Monday, April 25, 2011

Theft

Was that down before? I stare at the blind through the closed window. It wasn't yesterday. Does that mean that Kim is back?
I open the electric gate that borders our house and hers and step through to find her side gate wide open. Something isn't right.
"Grant," I shout, running back into my own house. "Can you come with me?"
"To feed the cat? You can't do it yourself?"
"The gate is open."
It doesn't take much more convincing than that. Grant gets up from his seat, his father following, and together we go next door. Once we are through the side gate, our worst fears are confirmed. With the car not in the driveway, there's no way that Kim has come back from her holiday early. More open gates greet us, all with their locks missing, and splinters are scattered on the floor around the front door. We open it carefully, not knowing what we will find inside - they could still be there for all we know. But, as we step into the house, it's obvious that it has been abandoned - clothes litter what was once a neat lounge; cupboard doors are flung open, the cupboards themselves empty; the couches, empty of cushions, are covered in bits and pieces that have been scavenged from the house: empty cellphone boxes, more clothes, a small TV and a candelabra are scattered between numerous other items.
"
Crap," I whispered as we glanced at a life of belongings strewn across the house without a thought for their owner. A doll torn apart upstairs, closets stripped bare, a fridge emptied and left wide open. This isn't what I would want to come home to.
"What do we do?" I am frozen, not wanting to move, not wanting to touch anything in case I destroy evidence, smudge fingerprints. I take out my cellphone, but realise that I don't even have Kim's number.
"Should we phone the police," Grant asks, turning to his dad - the two of them keeping their heads far better than I can.
Moments later, the cops arrive and start asking questions.
"Who are you?"
"Why are you here?"
"Where is the owner?"
"When did you arrive?"
I answer them one by one, trying to explain as much as I can, but there are questions that I can't answer. I cannot tell them what is missing, I cannot tell them whether the alarm works and I cannot tell them exactly what is out of place. Some things are obvious - the burgular bars hanging off the windows don't exactly scream safety - and other things are highly suspicious - the pitchfork with its bent prongs lying in the grass beside the window seems to scream "look at me!"

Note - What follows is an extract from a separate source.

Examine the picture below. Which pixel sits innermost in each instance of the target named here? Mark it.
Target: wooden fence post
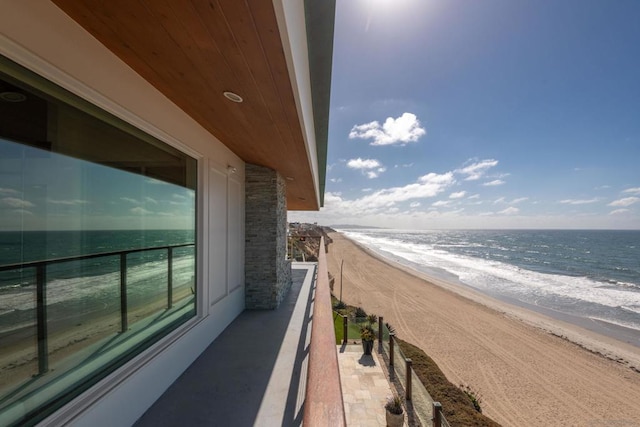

After my interrogation is over, once the fingerprinters have been and gone, once the landlady has been dealt with, the alarm has been set and the house has been locked up as well as we can manage, we head back to our side of the house, separated only by a garage door and a wall, and return to normalcy. I can't explain why, but our side of the wall just seems safer, as though nothing can touch us. And yet, as I drift off to sleep, my dreams are permeated with images of robbers and thieves, taking my stuff and destroying my piece of mind.